Now consider two stacks of D3-branes stretched between the (1,k)5 and the NS5
(the (1,k)5 has to be tilted to preserve N=3 superymmetries, with and angle $\large \tan\theta = k$):
What you get now is a CS theory with N=3 and fields in the bifundamental of $U(N_c)_k \times U(N_c)_{-k}$, which is starting to realy look like the ABJM theory. The superymmetry can be enhanced because of Kaluza-Klein monopoles (which correspond on the field theory side to take the low energy limit by integrating out masses greater than $g_{YM}^2 k$) but Andy passed over this important subtlety, and so do I.

All that is left to do is to T-dualise this whole brane construction and lift to eleven dimensions to produce M2-branes and Kaluza-Klein monopoles (which are described purely geometrically...):
\[D3 \to D2 \to M2 \]
\[NS5 \to KK \to KK \]
\[(1,k)5 \to KK + D6 \to KK'\]
The KK monopoles interesect at a $\mathbb{C}^4/\mathbb{Z}_k$ orbifold singularity, and placing $N_c \to \infty$ M2-branes at this singularity produces a near-horizon geometry $AdS_4 \times S^7/\mathbb{Z}_k$, which is dual to the ABJM theory.

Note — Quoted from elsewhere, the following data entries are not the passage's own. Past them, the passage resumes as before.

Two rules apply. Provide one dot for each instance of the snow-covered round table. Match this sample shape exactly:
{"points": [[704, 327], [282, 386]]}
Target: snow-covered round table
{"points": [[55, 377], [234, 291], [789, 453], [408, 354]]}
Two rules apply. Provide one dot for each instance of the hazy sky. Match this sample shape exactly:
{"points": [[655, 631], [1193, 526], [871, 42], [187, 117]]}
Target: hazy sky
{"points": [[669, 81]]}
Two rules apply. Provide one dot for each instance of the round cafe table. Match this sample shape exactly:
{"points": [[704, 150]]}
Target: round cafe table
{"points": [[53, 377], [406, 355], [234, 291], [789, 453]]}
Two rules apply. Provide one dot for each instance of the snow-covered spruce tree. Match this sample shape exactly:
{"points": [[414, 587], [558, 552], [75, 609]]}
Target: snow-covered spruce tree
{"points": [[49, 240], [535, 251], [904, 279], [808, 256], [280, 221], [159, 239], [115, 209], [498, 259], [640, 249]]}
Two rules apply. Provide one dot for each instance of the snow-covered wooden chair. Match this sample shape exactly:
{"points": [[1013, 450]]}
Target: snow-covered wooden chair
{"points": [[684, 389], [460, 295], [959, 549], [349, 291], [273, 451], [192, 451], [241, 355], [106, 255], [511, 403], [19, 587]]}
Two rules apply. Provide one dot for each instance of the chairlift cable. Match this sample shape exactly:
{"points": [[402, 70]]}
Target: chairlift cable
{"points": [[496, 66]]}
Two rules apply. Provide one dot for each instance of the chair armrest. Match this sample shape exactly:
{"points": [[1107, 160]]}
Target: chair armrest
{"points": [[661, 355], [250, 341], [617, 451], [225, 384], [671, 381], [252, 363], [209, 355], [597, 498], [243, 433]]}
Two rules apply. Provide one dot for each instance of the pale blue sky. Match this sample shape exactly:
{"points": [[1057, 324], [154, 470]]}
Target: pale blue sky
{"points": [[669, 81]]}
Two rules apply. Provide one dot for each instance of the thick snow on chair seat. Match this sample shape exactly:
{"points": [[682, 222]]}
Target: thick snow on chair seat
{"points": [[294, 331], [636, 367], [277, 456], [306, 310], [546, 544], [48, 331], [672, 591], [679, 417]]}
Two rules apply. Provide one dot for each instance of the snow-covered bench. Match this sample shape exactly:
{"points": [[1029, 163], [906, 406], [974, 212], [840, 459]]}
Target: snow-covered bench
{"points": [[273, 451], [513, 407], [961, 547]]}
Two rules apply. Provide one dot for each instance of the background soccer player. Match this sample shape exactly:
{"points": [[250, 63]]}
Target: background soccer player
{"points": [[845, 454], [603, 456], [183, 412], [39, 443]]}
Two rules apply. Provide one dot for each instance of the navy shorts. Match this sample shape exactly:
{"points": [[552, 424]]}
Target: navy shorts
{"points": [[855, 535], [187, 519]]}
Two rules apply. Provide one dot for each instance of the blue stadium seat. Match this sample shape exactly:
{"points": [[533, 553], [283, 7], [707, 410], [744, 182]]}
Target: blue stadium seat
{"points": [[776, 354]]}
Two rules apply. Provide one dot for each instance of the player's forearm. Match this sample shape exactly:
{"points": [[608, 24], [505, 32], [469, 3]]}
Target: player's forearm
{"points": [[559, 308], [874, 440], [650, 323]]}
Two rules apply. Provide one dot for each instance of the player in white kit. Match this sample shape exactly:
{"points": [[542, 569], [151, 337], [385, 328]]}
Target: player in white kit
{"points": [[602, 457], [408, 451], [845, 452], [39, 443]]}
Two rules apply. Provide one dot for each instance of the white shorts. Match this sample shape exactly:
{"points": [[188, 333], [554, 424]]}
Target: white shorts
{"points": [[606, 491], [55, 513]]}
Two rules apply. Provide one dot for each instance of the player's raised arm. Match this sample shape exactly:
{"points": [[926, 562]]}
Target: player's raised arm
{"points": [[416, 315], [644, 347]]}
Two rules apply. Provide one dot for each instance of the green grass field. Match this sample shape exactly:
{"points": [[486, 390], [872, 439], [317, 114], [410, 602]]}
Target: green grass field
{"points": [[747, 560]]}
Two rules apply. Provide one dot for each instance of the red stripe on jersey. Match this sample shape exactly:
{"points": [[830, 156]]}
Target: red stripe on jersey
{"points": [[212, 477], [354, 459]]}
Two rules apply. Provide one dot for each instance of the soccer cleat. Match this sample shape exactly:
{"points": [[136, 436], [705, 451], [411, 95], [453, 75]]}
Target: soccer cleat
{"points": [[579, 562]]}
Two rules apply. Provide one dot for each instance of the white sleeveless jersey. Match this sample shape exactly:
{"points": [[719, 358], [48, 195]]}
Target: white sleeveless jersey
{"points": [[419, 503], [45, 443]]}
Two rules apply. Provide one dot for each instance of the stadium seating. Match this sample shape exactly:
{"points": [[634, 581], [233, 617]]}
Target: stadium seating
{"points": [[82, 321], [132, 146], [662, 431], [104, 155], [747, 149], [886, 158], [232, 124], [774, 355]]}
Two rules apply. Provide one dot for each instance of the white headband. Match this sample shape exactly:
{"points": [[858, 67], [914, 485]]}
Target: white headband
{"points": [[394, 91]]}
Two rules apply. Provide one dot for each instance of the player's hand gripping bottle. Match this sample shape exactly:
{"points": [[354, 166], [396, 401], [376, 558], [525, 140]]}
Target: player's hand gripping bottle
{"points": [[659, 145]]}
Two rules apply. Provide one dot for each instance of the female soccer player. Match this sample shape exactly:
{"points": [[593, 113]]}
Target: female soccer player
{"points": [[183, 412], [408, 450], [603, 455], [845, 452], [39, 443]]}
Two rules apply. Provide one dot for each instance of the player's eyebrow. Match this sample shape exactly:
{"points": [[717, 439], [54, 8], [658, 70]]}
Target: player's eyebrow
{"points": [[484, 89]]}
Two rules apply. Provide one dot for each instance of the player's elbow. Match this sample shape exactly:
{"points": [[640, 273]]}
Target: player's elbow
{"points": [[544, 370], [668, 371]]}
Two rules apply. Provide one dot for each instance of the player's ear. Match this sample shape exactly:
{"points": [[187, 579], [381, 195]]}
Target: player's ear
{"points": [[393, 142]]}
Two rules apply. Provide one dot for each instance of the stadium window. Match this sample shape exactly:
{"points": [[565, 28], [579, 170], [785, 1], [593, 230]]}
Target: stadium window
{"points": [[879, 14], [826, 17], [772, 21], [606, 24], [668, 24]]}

So now to understand flavors in AdS4/CFT3 you can add some Dp-branes in the IIB background and repeat this translation procedure to M-theory. Andy went through two examples, one with D5-branes, the other with D-branes, and showed that they in fact both lead to the same CS theory with flavor and $SU(4) \times U(1)$ isometry.

He finished by mentioning an application: fractional quantum Hall effect.